Bypassing webhooks with Zerotrust + N8N

Zero Trust Cloudflare Tunnel
1

What is the name of the domain?

n8n.domain.com

What is the error message?

2024-12-24T14:08:33Z ERR error=“Unable to reach the origin service. The service may be down or it may not be responding to traffic from cloudflared: dial tcp 172.18.0.2:5678: connect: connection refused” connIndex=2 event=1 ingressRule=1 originService=http://n8n:5678

What is the issue you’re encountering

Hello everyone, I’m using Cloudflare Zero Trust for an N8N application. My goal is to access the application through Zero Trust with authentication, while using a bypass policy for webhooks. Additionally, I need the webhook domain to be different from the main domain and include random characters in the path, like: mydomain/daksfhkjhoifhsdfjksfklsdfjk for enhanced security. N8N is running on port 5678. I’ve already created two applications in Zero Trust and configured the rules. The application itself is protected by Zero Trust and works fine, but I’m struggling with the webhooks. I followed the instructions from this guide: Access policy to bypass auth requirements for specific subpath, and managed to get the domain mydomain to display the application’s main page. However, when I add a /path to the application URL, the tunnel fails to recognize the application.

What steps have you taken to resolve the issue?

I also tried specifying different URLs and paths, changing domains and subdomains, and adding or removing /path in the N8N configuration.

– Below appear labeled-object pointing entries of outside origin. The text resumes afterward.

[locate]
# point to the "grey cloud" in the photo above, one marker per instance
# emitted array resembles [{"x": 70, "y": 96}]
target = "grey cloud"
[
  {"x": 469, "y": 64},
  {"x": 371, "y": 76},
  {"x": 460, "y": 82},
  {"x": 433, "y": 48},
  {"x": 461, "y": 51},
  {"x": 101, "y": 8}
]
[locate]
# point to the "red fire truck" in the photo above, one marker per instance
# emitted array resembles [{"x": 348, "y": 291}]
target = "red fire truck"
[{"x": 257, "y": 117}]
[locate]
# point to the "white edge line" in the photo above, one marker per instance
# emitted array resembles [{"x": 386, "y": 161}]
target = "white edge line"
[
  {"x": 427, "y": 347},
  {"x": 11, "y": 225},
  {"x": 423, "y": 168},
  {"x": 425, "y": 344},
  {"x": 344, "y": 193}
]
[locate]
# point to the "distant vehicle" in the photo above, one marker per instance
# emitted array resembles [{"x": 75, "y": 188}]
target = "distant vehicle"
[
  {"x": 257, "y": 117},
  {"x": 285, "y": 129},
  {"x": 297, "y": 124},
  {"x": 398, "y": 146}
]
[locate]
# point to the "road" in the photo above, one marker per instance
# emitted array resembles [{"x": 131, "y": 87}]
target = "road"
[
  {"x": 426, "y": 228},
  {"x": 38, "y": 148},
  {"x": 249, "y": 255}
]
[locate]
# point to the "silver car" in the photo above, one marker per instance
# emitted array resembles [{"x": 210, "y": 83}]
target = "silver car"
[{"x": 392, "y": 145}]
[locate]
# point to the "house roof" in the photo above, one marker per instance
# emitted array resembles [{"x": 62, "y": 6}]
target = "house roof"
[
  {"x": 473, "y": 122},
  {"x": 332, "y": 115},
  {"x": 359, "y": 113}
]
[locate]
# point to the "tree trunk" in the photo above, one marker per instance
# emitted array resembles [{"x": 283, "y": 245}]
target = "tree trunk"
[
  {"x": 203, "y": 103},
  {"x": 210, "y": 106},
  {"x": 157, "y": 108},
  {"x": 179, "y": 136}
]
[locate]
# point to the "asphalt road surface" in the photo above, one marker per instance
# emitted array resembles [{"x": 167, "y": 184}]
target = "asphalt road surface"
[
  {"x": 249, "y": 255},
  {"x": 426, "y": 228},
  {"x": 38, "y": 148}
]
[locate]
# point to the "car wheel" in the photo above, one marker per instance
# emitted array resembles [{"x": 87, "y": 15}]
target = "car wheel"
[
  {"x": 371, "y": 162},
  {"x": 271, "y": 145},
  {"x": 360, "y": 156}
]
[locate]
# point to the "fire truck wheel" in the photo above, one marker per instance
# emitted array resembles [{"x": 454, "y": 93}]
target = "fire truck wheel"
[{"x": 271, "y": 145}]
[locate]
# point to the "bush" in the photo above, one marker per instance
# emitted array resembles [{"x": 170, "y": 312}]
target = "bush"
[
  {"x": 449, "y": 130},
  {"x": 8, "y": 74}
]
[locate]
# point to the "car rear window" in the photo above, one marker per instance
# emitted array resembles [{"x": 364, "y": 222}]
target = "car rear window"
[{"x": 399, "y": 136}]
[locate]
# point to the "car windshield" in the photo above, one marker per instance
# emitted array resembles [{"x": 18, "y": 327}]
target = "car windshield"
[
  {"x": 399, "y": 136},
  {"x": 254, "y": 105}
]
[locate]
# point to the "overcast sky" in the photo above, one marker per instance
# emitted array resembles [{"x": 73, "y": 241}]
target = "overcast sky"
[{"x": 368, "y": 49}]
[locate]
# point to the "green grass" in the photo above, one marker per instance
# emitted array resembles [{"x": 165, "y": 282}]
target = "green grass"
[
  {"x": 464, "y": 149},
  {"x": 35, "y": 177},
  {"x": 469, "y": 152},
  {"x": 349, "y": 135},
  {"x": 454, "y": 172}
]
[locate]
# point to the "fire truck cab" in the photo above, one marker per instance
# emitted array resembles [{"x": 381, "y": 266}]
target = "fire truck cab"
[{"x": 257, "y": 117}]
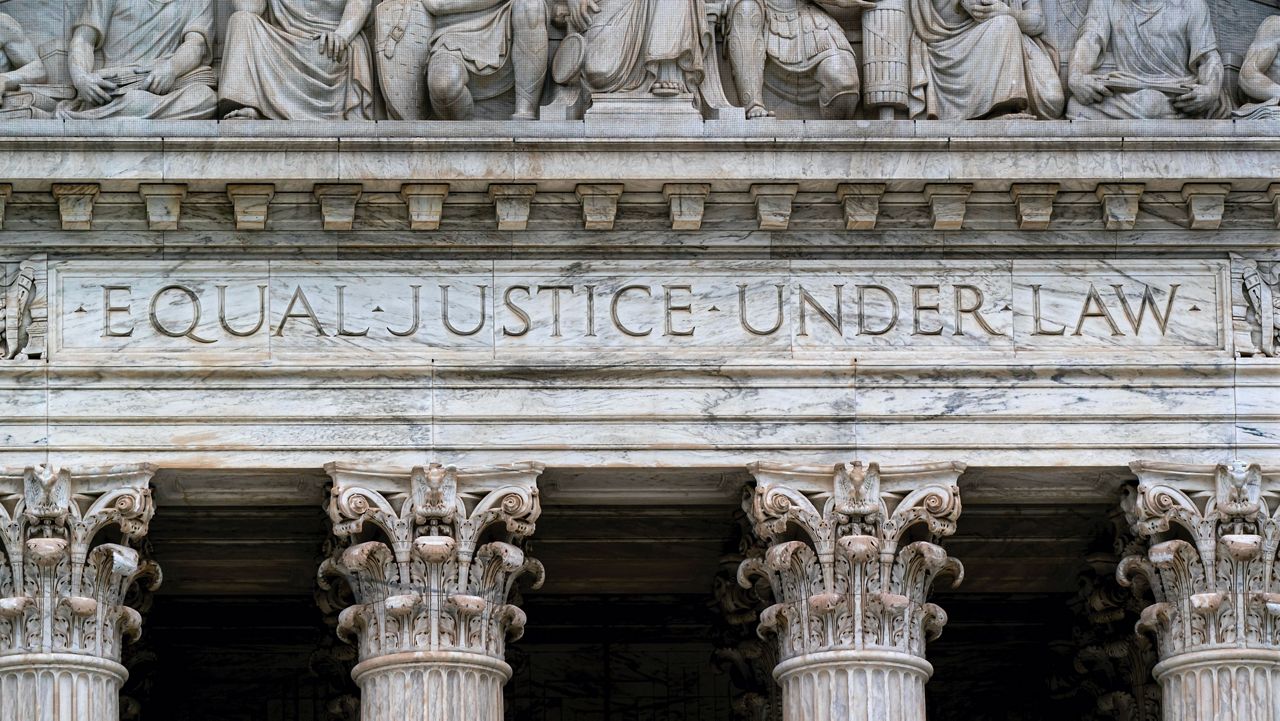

Unfortunately, none of these attempts resolved the issue.

What are the steps to reproduce the issue?

  1. Create 2 applications pointing to http://n8n:5678
  2. Create public URL with path like n8n.domain.com/odasjjfksdfsffsdhkjfj
  3. Put the URL into “webhook url” config in N8N
2

My n8n docker compose config:

volumes:
  db_storage:
  n8n_storage:
  traefik_data:
    external: true

services:
  postgres:
    image: postgres:16
    restart: always
    environment:
      - POSTGRES_USER
      - POSTGRES_PASSWORD
      - POSTGRES_DB
      - POSTGRES_NON_ROOT_USER
      - POSTGRES_NON_ROOT_PASSWORD
    volumes:
      - db_storage:/var/lib/postgresql/data
      - ./init-data.sh:/docker-entrypoint-initdb.d/init-data.sh
    healthcheck:
      test: ['CMD-SHELL', 'pg_isready -h localhost -U ${POSTGRES_USER} -d ${POSTGRES_DB}']
      interval: 5s
      timeout: 5s
      retries: 10
    networks:
      - internal

  n8n:
    image: docker.n8n.io/n8nio/n8n
      #    container_name: n8n
    restart: always
    ports:
      - 5678:5678
    links:
      - postgres
    volumes:
      - n8n_storage:/home/node/.n8n
    depends_on:
      postgres:
        condition: service_healthy
          # labels:
    environment:
      - N8N_HOST=${DOMAIN_NAME}
      - N8N_PORT=5678
      - N8N_PROTOCOL=http
      - NODE_ENV=production
      - WEBHOOK_URL=https://n8n.domain.com
        #- WEBHOOK_URL=https://n8n:5678/
      - GENERIC_TIMEZONE=${GENERIC_TIMEZONE}
      - DB_TYPE=postgresdb
      - DB_POSTGRESDB_HOST=postgres
      - DB_POSTGRESDB_PORT=5432
      - DB_POSTGRESDB_DATABASE=${POSTGRES_DB}
      - DB_POSTGRESDB_USER=${POSTGRES_NON_ROOT_USER}
      - DB_POSTGRESDB_PASSWORD=${POSTGRES_NON_ROOT_PASSWORD}
      - N8N_ENFORCE_SETTINGS_FILE_PERMISSIONS=true
    networks:
      - zerotrusttunnel
      - internal

networks:
  internal:
  zerotrusttunnel:
    external: true
3

I need to figure this out too. Hope someone can add some insight.